Implementing Selenium with Python and Qt

I'm writing a python module that allows me to 'drive' a site using Qt. This means that I can navigate the site, fill forms, submit them and read the resulting pages and scrape them, Selenium style. The reasons I'm using Qt are that it has enough support for the site I'm driving (it's the web frontend of the SIP telephony solution we're using, which has an incomplete API and I have to automatize several aspects not covered by it); there are python bindings; and because I can do it headless: instead of using browser instances, I simply instanciate one QWebPage1 per thread and that's it.

The first thing I learned today is that JS objects representing the DOM elements have two sets of value holders: attributes and properties. The properties is what in Python we call attributes: the object's elements which are accesible with the '.' operator and hold instance values. The attributes are in fact the HTML element's attributes that gave the properties' initial values. That is, given the following HTML element:

<input type="text" name="foo° id="bar" value="quux">

the initial JS object's attributes and properties will have those values. If you change the value with your browser, the value property of that element will be changed, but not the value attribute. When you submit the form, the value properties of all the form elements are used, so if you "only' change the value attribute, that won't be used. So, forget attributes. Also, the DOM is the representation of the actual state of the page, but this state is never reflected in the HTML source that you can ask your browser to show, but you see those changes reflected in the browser's debugger. It's like they really wanted3 to keep initial values apart from current state2.

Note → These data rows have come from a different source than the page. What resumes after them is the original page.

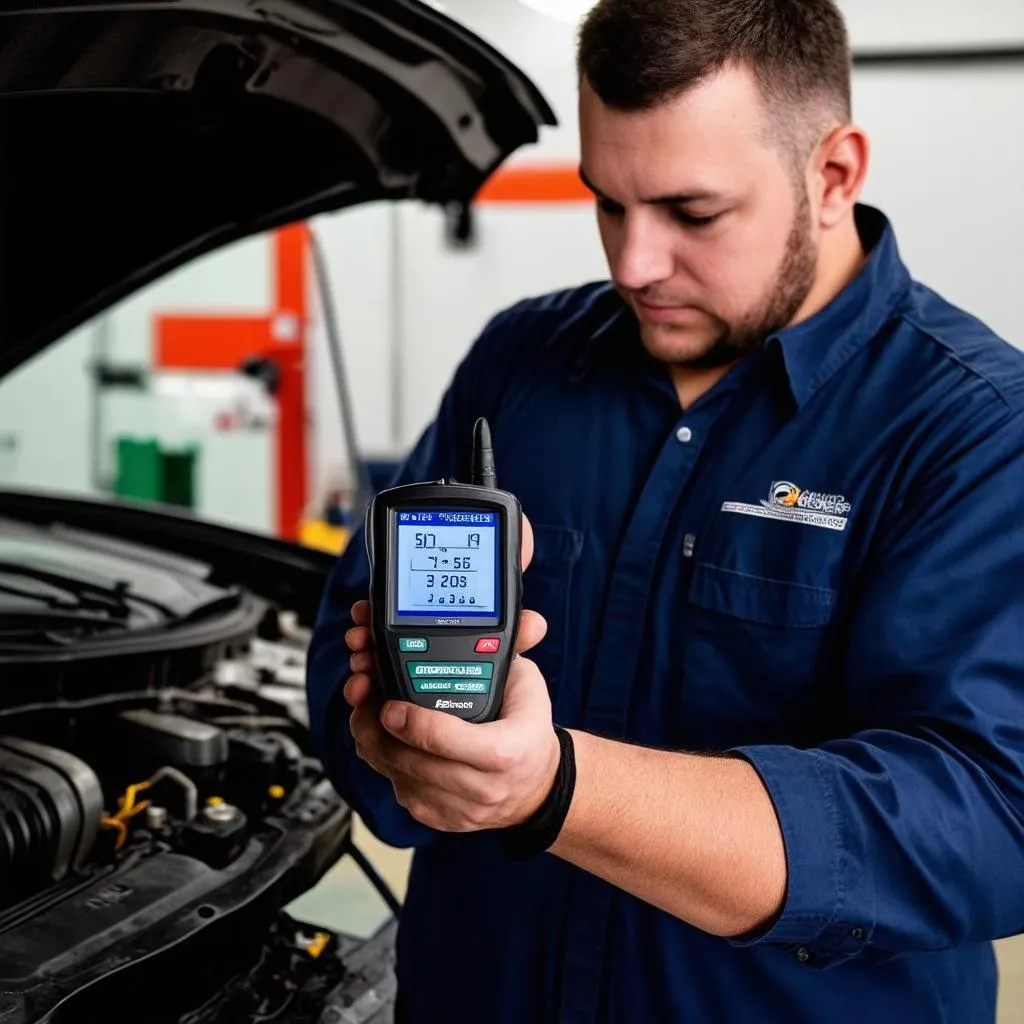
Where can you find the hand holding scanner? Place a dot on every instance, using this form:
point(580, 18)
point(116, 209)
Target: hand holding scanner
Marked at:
point(445, 589)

On the Qt side, QWebElement is only the DOM element representation, not the JS object4, so you can't access the properties via its API, but by executing JS5:

e = DOMRoot.findFisrt('[name="foo"]')
e.evaluateJavaScript("this.value = 'abracadabra'")

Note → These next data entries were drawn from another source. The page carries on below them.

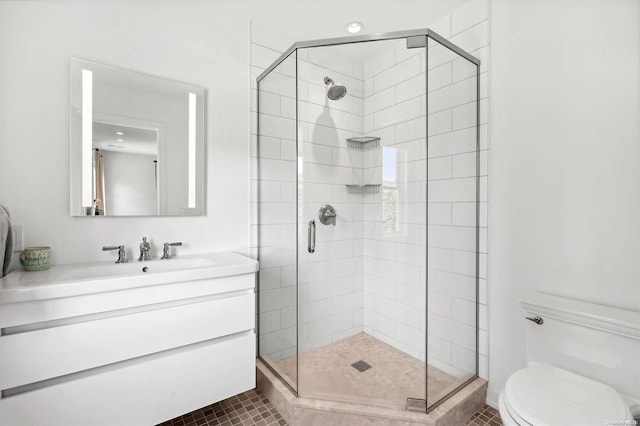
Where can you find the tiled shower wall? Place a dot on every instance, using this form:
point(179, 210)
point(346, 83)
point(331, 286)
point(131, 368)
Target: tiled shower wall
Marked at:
point(394, 263)
point(337, 297)
point(330, 293)
point(331, 278)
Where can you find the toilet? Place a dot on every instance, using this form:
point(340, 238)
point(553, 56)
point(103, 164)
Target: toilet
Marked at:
point(583, 366)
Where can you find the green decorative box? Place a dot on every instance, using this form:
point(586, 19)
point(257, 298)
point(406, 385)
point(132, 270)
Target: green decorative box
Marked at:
point(35, 258)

Tonight I finished fixing the most annoying bug I had with this site. To add a user I have to fill a form that is split in 7 'tabs' (which means 7 <div>s with fields where only one is shown at a time). One of the fields on the second tab has a complex JS interaction and I was cracking my skull trying to make it work. Because the JS is reacting to key presses, setting the value property was not triggering it. Next I tried firing a KeyboardEvent in JS, but I didn't succeed. Maybe it was me, maybe the fact that the engine behind QWebPage is the original Webkit and for some reason its JS support is lacking there, who knows.

But the good guys from #qtwebkit gave me a third option: just send plain QKeyEvents to the input element. Luckily we can do that, the web engine is completely built in Qt and supports its event system and more. I only had to give focus to the widget.

Again, I tried with JS and failed7, so I went back cheating with Qt behind curtains. QWebElemnt.geometry() returns the QRect of the QWidget that implements the input element; I just took the .center() of it, and generated a pair of mouse button press/release events in that point. One further detail is that the .geometry() won't be right unless I force the second tab to be shown, forcing the field to be drawn. Still, for some reason getting a reference to the input field on page load (when I'm trying to figure out which fields are available, which in the long run does not make sense, as fields could easily be created or destroyed on demand with JS) does not return an object that will be updated after the widget is repositioned, so asking its geometry returns ((0, -1), (-1, 0)), which amounts to an invalid geometry. The solution is to just get the reference to the input field after forcing the div/tab to be shown.

Finally, I create a pair of key press/release events for each character of the string I wanted as value, and seasoned everything with a lot of QMainLoop.processEvents(). Another advantage of using the Qt stuff is that while I was testing I could plug a QWebView, sprinkle some time.sleep() of various lengths, and see how it behaved. Now I can simply remove that to be back to headlessness.

I'm not sure I'll publish the code; as you can see, it's quite hacky and it will require a lot of cleanup to be able to publish it without a brown paper bag in my head.


  1. Yes, I'm using qt5.5 because that's what I will have available in the production server. 

  2. Although as I said, you can change the attributes and so you lose the original values. 

  3. I guess the answer is in in the spec. 

  4. I think i got it: QWebElement is the C++ class that is used in WebKit to represent the HTML tree, the real DOM, while somewhere deeper in there are the classes representing the JS objects which you just can't reach6:. 

  5. This clearly shows that there is a connection between the DOM object and the JS one, you just can't access it via the API. 

  6. This is the original footnote: Or something like that. Look, I'm an engineer and I usually want to know how things work, but since my first exposure to HTML, CSS and JS, back in the time when support was flaky and fragmented on purpose, I always wanted to stay as far away from them as possible. Things got much better, but as you can see the details are still somewhat obscure. I guess, I hope the answer is in the spec. 

  7. With this I mean that I executed something and it didn't trigger the events it should, and there's no practical way to figure out why.